Most of the job is policymaking and prioritizing items in the budget. Well and good there, but the board as a whole seems to be uncertain about what its duties and responsibilities are. That’s no way to run a railroad — or a housing development funded by big federal dollars.
The board isn’t even allowed to call meetings to hear tenant grievances, according to board member Patrick McCulloch.
“The last time we held one of these meetings was two years ago,” McCulloch said. “We were told that’s not our job.”
Huh? If listening to grievances is not the board’s job, what is?
Members of a housing authority board should attend all board meetings and participate in discussions and decision-making, according to the U.S. Department of Housing and Urban Development.
“Board members should ensure that the organization complies with applicable laws and regulations, which includes insuring that the organization carries out its purposes and does not engage in unauthorized activities,” according to HUD.
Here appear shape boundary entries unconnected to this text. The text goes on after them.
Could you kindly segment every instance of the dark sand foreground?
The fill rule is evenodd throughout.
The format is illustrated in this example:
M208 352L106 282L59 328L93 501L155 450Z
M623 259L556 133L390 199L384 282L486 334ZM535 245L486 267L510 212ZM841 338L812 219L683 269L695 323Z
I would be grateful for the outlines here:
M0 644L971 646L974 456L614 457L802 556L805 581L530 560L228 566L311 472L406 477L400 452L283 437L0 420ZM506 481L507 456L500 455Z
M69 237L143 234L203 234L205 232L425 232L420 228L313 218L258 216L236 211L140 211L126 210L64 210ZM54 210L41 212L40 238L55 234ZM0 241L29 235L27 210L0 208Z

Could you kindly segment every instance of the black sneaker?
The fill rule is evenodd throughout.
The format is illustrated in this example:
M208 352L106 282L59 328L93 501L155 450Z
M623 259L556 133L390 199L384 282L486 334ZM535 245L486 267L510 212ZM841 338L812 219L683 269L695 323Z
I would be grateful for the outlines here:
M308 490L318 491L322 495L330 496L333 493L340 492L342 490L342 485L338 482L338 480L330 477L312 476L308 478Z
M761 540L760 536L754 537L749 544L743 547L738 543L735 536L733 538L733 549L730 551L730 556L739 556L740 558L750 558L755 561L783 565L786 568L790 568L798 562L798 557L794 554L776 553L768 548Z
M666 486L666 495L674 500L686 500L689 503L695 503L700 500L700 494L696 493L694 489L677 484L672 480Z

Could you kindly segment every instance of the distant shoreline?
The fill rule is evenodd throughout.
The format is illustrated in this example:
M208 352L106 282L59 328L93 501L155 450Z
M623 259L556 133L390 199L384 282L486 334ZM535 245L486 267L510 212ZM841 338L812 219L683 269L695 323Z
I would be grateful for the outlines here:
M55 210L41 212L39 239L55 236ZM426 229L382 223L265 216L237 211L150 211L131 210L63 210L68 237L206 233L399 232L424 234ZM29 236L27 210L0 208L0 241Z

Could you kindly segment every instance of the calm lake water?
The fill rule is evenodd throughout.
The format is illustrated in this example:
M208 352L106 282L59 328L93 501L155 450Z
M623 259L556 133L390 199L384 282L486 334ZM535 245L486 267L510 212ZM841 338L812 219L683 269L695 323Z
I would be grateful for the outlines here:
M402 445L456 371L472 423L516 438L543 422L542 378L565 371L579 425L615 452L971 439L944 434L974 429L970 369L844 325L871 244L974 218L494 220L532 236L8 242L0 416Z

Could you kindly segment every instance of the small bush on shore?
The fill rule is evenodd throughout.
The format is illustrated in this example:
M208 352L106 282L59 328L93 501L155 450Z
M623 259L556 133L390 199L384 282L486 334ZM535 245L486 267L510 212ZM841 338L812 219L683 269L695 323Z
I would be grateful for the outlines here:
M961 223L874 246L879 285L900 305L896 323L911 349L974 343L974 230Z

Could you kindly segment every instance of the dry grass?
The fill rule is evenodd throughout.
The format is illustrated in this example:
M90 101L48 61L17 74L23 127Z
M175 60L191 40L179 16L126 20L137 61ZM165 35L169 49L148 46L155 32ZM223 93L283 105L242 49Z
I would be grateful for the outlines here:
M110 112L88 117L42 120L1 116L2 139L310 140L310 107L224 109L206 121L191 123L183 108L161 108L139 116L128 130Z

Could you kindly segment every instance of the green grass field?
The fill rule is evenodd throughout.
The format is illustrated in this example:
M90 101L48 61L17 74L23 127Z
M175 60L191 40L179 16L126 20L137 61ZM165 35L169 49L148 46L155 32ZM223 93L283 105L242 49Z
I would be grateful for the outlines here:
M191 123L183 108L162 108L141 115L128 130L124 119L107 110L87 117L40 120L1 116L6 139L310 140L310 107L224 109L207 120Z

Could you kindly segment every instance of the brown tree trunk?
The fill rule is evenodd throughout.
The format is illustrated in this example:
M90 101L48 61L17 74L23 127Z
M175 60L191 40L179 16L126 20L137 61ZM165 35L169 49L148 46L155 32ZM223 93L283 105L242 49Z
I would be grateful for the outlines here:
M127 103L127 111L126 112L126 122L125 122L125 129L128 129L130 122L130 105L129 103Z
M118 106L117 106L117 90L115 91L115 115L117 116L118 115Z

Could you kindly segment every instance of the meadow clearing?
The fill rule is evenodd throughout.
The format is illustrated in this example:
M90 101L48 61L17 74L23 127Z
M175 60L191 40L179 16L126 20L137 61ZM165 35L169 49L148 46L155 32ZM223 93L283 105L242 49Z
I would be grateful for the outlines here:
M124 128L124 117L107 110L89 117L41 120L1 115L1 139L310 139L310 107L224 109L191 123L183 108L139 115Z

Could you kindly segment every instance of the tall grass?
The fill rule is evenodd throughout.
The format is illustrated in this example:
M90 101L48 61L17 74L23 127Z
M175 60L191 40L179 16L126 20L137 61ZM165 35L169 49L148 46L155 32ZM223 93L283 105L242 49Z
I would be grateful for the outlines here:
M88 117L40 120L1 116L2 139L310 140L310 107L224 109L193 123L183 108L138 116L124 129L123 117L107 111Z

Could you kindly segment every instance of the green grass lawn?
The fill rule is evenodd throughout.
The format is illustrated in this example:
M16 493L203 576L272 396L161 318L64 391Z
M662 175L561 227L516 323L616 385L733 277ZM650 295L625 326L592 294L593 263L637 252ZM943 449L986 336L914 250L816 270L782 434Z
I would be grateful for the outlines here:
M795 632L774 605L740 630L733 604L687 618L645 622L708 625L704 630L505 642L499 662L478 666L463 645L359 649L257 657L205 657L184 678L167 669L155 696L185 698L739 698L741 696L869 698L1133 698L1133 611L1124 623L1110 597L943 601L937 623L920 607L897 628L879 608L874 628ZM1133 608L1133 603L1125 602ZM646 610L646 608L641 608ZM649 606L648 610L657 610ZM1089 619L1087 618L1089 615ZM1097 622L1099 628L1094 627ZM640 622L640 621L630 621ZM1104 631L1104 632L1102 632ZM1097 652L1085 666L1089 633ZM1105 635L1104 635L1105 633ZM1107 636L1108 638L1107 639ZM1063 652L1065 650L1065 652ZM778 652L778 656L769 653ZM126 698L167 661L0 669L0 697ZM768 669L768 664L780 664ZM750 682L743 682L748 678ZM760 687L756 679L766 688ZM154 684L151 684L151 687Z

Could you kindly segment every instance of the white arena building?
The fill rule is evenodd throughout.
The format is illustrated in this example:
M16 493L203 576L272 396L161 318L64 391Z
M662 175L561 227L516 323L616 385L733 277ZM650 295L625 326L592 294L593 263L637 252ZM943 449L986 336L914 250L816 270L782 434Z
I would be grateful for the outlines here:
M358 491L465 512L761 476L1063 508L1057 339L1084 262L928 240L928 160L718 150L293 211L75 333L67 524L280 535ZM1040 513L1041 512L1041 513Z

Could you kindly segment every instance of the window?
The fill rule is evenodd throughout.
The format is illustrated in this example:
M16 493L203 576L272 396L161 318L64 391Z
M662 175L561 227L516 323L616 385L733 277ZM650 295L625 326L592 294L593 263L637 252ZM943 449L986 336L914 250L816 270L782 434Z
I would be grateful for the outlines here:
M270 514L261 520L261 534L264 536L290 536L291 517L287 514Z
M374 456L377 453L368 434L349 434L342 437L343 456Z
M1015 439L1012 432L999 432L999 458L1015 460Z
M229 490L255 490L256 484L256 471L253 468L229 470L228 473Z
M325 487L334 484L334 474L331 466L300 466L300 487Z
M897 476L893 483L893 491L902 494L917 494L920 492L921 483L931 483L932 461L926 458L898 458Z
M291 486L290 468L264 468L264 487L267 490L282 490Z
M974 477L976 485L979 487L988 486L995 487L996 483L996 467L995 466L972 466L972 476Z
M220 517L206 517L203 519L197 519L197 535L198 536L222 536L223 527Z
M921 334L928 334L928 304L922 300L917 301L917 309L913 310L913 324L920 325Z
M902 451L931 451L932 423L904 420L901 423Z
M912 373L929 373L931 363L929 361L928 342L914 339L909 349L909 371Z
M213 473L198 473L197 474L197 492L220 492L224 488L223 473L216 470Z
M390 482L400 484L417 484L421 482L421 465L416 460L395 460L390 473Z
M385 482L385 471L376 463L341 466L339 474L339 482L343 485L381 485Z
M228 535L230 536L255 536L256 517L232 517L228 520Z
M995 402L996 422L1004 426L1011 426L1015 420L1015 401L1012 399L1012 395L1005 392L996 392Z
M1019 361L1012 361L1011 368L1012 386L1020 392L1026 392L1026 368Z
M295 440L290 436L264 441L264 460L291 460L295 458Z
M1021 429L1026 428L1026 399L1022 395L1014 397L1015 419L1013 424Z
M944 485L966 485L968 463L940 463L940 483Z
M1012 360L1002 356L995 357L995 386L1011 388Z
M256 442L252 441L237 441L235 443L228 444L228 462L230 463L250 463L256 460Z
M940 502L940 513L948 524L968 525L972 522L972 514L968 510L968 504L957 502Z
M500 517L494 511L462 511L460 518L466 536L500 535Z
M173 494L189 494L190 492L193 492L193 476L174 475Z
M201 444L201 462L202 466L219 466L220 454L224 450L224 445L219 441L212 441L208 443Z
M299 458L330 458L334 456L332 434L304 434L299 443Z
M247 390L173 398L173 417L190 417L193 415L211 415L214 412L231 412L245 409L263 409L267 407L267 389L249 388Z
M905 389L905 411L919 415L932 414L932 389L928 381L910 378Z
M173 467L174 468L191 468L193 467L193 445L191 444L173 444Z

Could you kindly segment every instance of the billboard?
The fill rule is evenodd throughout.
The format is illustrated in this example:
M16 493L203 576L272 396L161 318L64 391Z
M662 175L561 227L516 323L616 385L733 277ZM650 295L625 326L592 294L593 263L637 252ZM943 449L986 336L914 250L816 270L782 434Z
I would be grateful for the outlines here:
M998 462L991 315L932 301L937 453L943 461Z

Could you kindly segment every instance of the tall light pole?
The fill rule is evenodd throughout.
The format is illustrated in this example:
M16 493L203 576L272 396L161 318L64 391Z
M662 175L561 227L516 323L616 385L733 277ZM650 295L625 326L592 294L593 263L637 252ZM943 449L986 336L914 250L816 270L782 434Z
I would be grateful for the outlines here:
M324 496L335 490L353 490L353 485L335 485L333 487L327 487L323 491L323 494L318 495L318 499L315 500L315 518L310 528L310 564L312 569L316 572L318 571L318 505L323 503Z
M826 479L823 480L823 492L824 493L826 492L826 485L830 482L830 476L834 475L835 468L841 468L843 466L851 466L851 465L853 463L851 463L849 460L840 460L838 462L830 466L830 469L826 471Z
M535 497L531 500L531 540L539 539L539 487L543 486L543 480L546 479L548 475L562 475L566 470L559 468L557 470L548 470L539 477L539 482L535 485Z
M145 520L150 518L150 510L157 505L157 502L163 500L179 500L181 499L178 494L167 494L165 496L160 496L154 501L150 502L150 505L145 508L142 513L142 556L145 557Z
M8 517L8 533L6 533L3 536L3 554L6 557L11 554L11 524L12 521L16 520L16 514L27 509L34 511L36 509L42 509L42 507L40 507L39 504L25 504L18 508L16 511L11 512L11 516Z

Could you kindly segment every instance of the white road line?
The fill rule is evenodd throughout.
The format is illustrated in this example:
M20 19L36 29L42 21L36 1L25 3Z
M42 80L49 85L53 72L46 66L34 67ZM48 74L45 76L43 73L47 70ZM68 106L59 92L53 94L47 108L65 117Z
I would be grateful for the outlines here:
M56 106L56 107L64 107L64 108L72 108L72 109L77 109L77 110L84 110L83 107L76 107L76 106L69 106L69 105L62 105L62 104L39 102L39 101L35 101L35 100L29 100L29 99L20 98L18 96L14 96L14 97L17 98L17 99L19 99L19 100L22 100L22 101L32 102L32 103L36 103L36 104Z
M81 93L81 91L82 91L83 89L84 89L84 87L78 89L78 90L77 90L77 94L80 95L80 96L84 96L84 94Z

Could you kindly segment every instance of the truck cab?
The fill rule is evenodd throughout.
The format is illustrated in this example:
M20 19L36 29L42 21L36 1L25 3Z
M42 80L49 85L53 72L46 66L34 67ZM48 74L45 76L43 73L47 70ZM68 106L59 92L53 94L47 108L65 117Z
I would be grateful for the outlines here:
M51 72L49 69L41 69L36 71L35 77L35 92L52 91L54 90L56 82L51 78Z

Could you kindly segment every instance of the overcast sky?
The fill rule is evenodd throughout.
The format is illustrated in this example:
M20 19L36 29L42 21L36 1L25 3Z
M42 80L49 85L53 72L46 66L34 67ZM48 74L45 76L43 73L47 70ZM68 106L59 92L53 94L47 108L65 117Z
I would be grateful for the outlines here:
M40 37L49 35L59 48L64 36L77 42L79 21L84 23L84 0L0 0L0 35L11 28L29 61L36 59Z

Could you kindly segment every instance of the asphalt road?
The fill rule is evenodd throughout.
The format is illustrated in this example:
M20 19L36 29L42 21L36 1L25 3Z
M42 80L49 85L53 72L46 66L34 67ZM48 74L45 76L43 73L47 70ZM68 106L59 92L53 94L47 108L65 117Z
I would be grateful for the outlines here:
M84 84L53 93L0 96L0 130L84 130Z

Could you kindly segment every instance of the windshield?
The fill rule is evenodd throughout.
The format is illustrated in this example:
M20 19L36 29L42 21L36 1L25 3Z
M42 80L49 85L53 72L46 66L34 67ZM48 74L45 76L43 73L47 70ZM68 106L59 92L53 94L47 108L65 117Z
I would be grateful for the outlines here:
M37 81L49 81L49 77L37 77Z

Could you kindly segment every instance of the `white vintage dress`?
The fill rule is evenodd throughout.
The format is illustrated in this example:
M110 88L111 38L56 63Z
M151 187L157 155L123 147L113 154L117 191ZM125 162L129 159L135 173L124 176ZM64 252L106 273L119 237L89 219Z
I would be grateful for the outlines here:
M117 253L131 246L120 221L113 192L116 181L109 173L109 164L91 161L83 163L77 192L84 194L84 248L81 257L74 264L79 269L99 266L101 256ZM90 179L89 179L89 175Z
Members should also be familiar with HUD’s rules and regulations pertaining to the Regulatory Agreement and Subsidy Contract, which includes Fair Housing Laws.
Essentially, then, HUD wants the Catskill Housing Authority board (and others, we presume) to serve as a police agency, not as men and women sympathetic to the concerns of tenants. Hudson affordable housing advocates such as 2nd Ward Alderwoman Tiffany Garriga are supporting the Catskill Housing Authority and the Hop-O-Nose tenants. The tenants need a true voice and an ear to listen. Without those, they are just voices in the wilderness.